The majority of airports have an accompanying control tower ensuring the safest paths for incoming and outgoing flights. However, this isn’t always the case. Enter the Scandinavian Mountains Airport in Sweden. It’s among the latest of several airports globally that are shifting to remote air traffic management technology.
Instead of control operators being at the airport, they’ll be in an entirely separate region around 300km (186 miles) away. The idea is thought to be better for safety as well as expenses, and it is restructuring the design and functionality behind smaller airports worldwide.
Professor R. John Hansman, aeronautics and astronautics at MIT, says, “The idea has been around for a while”.
Saab, the aerospace and defence company from Sweden, has been experimenting with remote air traffic control for roughly 10 years, and has run tests in several locations around the world including the United States and Australia.
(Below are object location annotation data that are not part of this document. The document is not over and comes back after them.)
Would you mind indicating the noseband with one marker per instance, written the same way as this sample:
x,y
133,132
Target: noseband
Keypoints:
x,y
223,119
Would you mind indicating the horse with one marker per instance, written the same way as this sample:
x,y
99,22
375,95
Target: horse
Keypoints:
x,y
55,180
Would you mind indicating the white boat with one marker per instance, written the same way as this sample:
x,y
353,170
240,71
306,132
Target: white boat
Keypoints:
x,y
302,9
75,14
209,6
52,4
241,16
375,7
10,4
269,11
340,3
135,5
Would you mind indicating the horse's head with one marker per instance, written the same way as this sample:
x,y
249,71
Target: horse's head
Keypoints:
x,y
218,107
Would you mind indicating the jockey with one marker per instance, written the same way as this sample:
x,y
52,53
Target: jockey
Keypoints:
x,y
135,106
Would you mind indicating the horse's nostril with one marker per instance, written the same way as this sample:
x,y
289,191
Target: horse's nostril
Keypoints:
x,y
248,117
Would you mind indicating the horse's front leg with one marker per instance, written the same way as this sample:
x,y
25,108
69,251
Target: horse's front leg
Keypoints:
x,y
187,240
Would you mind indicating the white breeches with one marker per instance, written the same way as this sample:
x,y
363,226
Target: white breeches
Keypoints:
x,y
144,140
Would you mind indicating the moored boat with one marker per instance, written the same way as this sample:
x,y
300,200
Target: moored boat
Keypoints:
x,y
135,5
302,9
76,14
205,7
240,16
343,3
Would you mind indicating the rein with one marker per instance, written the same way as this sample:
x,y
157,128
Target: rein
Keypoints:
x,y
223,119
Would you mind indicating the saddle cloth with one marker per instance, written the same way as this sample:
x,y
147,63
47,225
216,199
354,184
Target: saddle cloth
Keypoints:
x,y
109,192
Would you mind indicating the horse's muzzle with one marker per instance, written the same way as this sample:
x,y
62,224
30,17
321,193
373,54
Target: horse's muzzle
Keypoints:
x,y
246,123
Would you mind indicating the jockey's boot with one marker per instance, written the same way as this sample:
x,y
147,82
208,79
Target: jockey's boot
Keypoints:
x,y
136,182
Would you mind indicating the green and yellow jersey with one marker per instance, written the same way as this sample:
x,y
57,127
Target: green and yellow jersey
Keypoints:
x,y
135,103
The benefit of virtual towers
Cameras and sensors at the Scandinavian Mountains Airport will send relative info to a control station in Sundsvall, central Sweden. HD monitors will provide the control operators with a full view of the area, more so than what a conventional control tower could provide. Augmented reality will also offer a collection of data to create a more detailed picture of the situation at the airport, making it easier to assess the circumstances at night or in bad weather conditions.
“Virtual towers in principle work like any person who works remotely using technology, whether it is education, software, meetings and so on,” said Professor David Gillen, University of British Columbia. “We learned a long time ago you do not have to be ‘in the office’ all the time; if surgeons can perform an operation via video, surely we can inform an aircraft what it should do for a safe landing or departure.”
The Scandinavian Mountains Airport set to open in two months’ time will be the entry point for many travelling to Scandinavia’s biggest alpine ski area.
“Virtual towers are coming to the U.S as part of the NextGen modernization program,” explains Gillen. “They are in place in Scandinavia due to cost, the number of small remote airports, and low traffic volumes. This is not a technology for LaGuardia, O’Hare, or Heathrow! It allows a single team to operate a number of remote airports and, in principle, could optimize an airport system.”